Today I sharpened my hoe, shovel, cultivator, etc. We used to sharpen them a couple of times a year when I was growing up.

Anyone else here sharpen their tools?


----------



## Meadowlark (Jul 19, 2008)

I don't but should...in fact you've inspired me to get that done. Thanks.


----------



## wish2fish (Mar 1, 2005)

What do you use to sharpen them with, a bench grinder or hand held?
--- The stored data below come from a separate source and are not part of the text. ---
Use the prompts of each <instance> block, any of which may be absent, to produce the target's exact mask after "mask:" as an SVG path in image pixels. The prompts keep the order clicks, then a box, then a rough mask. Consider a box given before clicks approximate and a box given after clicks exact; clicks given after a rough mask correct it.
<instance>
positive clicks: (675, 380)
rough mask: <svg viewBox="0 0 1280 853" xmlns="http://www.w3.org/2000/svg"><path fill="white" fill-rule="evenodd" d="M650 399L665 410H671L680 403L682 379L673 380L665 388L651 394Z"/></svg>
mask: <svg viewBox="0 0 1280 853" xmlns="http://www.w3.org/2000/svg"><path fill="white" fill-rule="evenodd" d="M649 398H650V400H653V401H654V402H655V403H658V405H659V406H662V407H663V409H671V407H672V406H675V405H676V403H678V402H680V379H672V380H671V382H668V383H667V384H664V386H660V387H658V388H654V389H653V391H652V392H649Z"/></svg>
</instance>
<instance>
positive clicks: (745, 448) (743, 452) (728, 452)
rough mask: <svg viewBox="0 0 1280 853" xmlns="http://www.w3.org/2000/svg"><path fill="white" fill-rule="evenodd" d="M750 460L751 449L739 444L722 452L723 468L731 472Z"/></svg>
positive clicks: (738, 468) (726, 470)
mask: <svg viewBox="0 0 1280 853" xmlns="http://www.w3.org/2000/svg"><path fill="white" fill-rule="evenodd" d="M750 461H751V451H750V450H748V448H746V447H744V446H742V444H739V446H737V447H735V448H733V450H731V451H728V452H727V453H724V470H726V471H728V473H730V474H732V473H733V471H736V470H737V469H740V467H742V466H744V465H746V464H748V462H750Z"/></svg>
Any one use a dremel for this?


----------



## Barnacle Bill (May 21, 2004)

wish2fish said:


> What do you use to sharpen them with, a bench grinder or hand held?
> 
> Any one use a dremel for this?


Just a file...

http://www.ehow.com/how_13267_sharpen-shovel.html

http://www.motherearthnews.com/Do-It-Yourself/1987-11-01/Tool-Sharpening-Basics.aspx


----------



## CoastalOutfitters (Aug 20, 2004)

yep, big flat file and a vice

fairly steep angle


----------



## Bobby (May 21, 2004)

I sharpen my tools sometime 4 or 5 times while using them. My turning tools that is.:biggrin::biggrin:


----------



## Ready.Fire.Aim (Sep 22, 2009)

A Belt sander with 60 grit sandpaper works great for sharpening hoes, shovels, machetes. Mine has a button for locking the "on" switch, I then mount the sander in a vice and use it similar to a bench grinder. 

Makes for quick work sharpening tools so I touch up when needed. A sharp shovel makes for easier digging.


----------



## Barnacle Bill (May 21, 2004)

Ready.Fire.Aim said:


> A Belt sander with 60 grit sandpaper works great for sharpening hoes, shovels, machetes. Mine has a button for locking the "on" switch, I then mount the sander in a vice and use it similar to a bench grinder.
> 
> Makes for quick work sharpening tools so I touch up when needed. A sharp shovel makes for easier digging.


I hadn't thought of the belt sander idea. I'm going to try that. Thanks agmio...


----------



## Larry Pure (May 18, 2006)

I use the 90 degree mini grinder, works faster than working a hoe handle around the big grinder.


----------



## firelt (Dec 3, 2004)

I sharpen all of mine with a file. And every time I do it, I remember back to when I had to chop cotton and give thanks that I don't have to do that anymore.


----------



## Barnacle Bill (May 21, 2004)

I have a dremel with the lawnmower blade sharpening attachment. I might try it on the shovel and hoe later today. I have a ton of work to do out there.


----------



## salth2o (Sep 21, 2004)

I use a hand file to sharpen my garden tools and mower blade.


----------